382・ドーツナの本屋さん
「リコ、明日時間が有ったら一緒にドーツナに行かない」
学園のお昼休み、いつもの食堂のテーブルでリコに聞くと。
「明日は大丈夫なのです。バラトは土曜出勤なのです」
「そう、バラトさん、大変なんだ」
バラトさんの務める魔法省は、子供の魔力検査や訓練施設の見直しだけでなく、ヘレン王女が来て組織全体の見直しも行われているので、休み日もなかなか取れないくらい忙しかった。

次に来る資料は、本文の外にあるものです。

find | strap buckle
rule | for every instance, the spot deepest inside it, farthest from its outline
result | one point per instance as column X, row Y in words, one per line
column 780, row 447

「リズ姉、おはようなのです。ドーツナに出かけるのです」
翌朝、リコが私の住むバレッサの屋敷にやってきた。
「おはようなの、リコ様に言われてビーナも一緒に行くの」
「ビーナおはよう。ビーナはリコの専属使用人なんだから言われなくても一緒じゃないの」
「ビーナ、今日はお休みだったの」
振替はもらえるはずなのに、ビーナは残念そうにしている。何か予定が有ったのかな。
「それでは出かけるのです。それでリズ姉、何処に行くのです」
「えっと、恐竜図鑑を売っていた本屋さん、王都の第一門を出た先の街の外れ」
「それは遠いのです。ビーナ、馬車を頼んできてください」
「ハイなの」
王都には乗合馬車もあるが、タクシー馬車もある。
夢見人の知識だろう、ちゃんと屋根にタクシーと書いてある。
タクシーで本屋までは三十分くらいだった。歩いたら一時間以上かかる。
「ありがとうございました」
「ああ、また使ってくれよ」
タクシーは返す。帰りはゆっくり歩いて帰るつもりだ。
「ごめんください、良いですか」
店のドアを開け、奥に呼び掛ける。
「いらっしゃい」
奥から高齢の男性が出てくる、店主だろう。
「すいません、この間知人が此処で本を買いまして、面白い本がたくさんあると聞いたので見せてもらえますか」
「そうか、最近売れたのと言うと恐竜図鑑だな」
「えっ、わかるんですか」
「ああ、何といっても月に一冊売れるかどうかだからな」
「それでは商売にならないのです」
「大丈夫だ、隣の雑貨店も俺の店だ」
棟続きの隣の店は雑貨と洋服を並べていた。
私とリコとビーナで書棚に並べられている本を見ていく。
ビーナは背表紙の題名を見て。
「ビーナの知らない言葉が沢山あるの」
「リコもなのです。あれは多分異世界の言葉なのです」
「そうね、私にもわからない言葉もあるけど、何となく知っているような言葉も有りますね」
「お嬢さん、わかる言葉が有ると言うことは、もしかして夢見人か」
「ええ」
「そうか、此処は夢見人に聞いたことを本にして並べているんだ。今は息子たちが荷馬車で各地を回って仕入れて隣で売っているが、元は旅行商をしていてな。旅先で沢山の夢見人に会ってな、これを本にしてみようと思ったんだ。まあ趣味だな」
「あのー、知人が恐竜図鑑を買っておいて何なのですが、これって商売になります」
「まあ趣味としては、まあまあだな。売れるときは売れるぞ。この本とこの本を読むとあれが出来そうだとか言って、何冊も買っていく人がいてな」
「そうなんですね」
確かに夢見人の知識は面白いが、なかなか役に立たない。
「リズ姉、わかったのです。時計がそうなのです。時計の知識があっても歯車やゼンマイの作り方を知らないと作れないのです。沢山の夢見人の知識で作ることが出来るのです」
「リコ、改めた言わなくてもわかっていたでしょ。でもこうやって本として並んでいると、新しい何かが作れそうね」
「そうなのです。バラトとヘレン王女に行って、魔法省に夢見人の知識を研究させるのです」
「それってバラトさんの仕事が増えるんじゃないの」
「増えるとリコの自由な時間も増えるのです。リズ姉の家に遊びに行けるのです」
「そう言うことね。でも研究はして欲しいね」
そうすれば、もっと暮らしが豊かになるはずだ。
せっかく来たので、私は『インナーマッスルの鍛え方』と『ヨガ入門編』『誰で出来る気功』の三冊を買った。
薄くてイラストも簡単なせいか恐竜図鑑よりもすっと安かった。